With her fork halfway to her mouth, Callie glanced at Tucker, who’d also stopped eating.

Jake let out an annoyed sound as he moved between them down the steps. “Christ, there’s some serious chips on some serious shoulders around here. How’s the head and ribs?” he asked Callie.

This wasn’t a polite question, it was a demand, by the man who’d seen her in her bra only an hour before. She reminded herself he’d seen her in far less. “They’re fine.”

“You find out what brainless idiot was messing around in the barn?”

“No.”

“Me either.” He still looked so serious, and somehow more intense than she’d ever seen before. Also the firefighter side of him, she guessed. In any case, it was startlingly, unexpectedly attractive, and she swallowed her last bite of breakfast with extreme difficulty. Then smiled weakly. “How about you? How’s your shoulder?”

“Fine.”

“Yes, but…” She trailed off at the closed look on his face. Men and their stupid pride.
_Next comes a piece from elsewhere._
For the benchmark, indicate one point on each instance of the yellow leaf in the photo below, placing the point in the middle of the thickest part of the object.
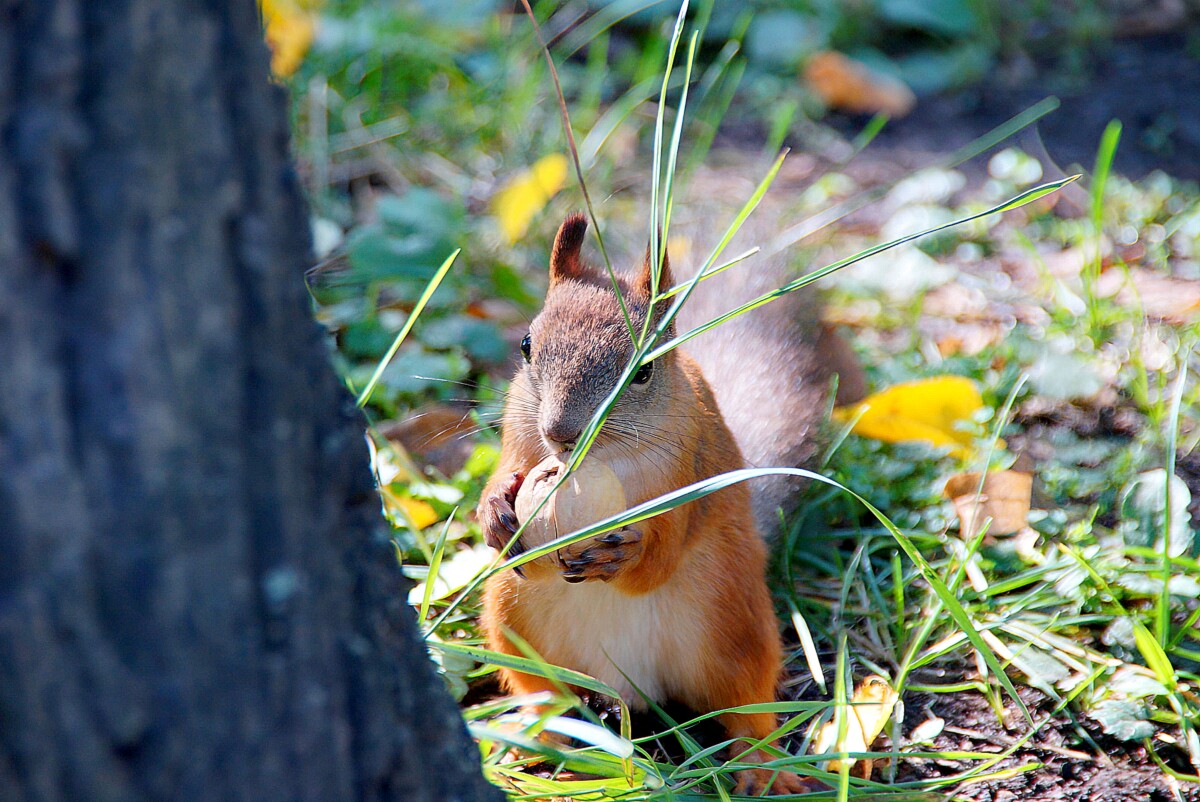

She supposed she was one to talk, when she herself had more than was good for her. “You’re not fully healed. I figured if the injury took you out of firefighting, it would take you out of ranching, too.”

He rolled his neck, then stretched his shoulders. And winced, gingerly putting his left hand to his right shoulder. “It might.”

Tucker let out an obnoxiously loud sigh, as if he didn’t believe Jake could really be hurting.

Jake glanced at him. “What’s your problem?”

“How do you know I have one?”

“Maybe because it sounds like your head gets a flat every time I so much as look at you.”

Callie had no siblings, though she’d always dreamed of a big, older brother to beat the crap out of anyone who bugged her. But in her dreams, she and this fantasy brother always got along, no bickering.

She had a feeling Jake and Tucker didn’t dream about the same kind of relationship.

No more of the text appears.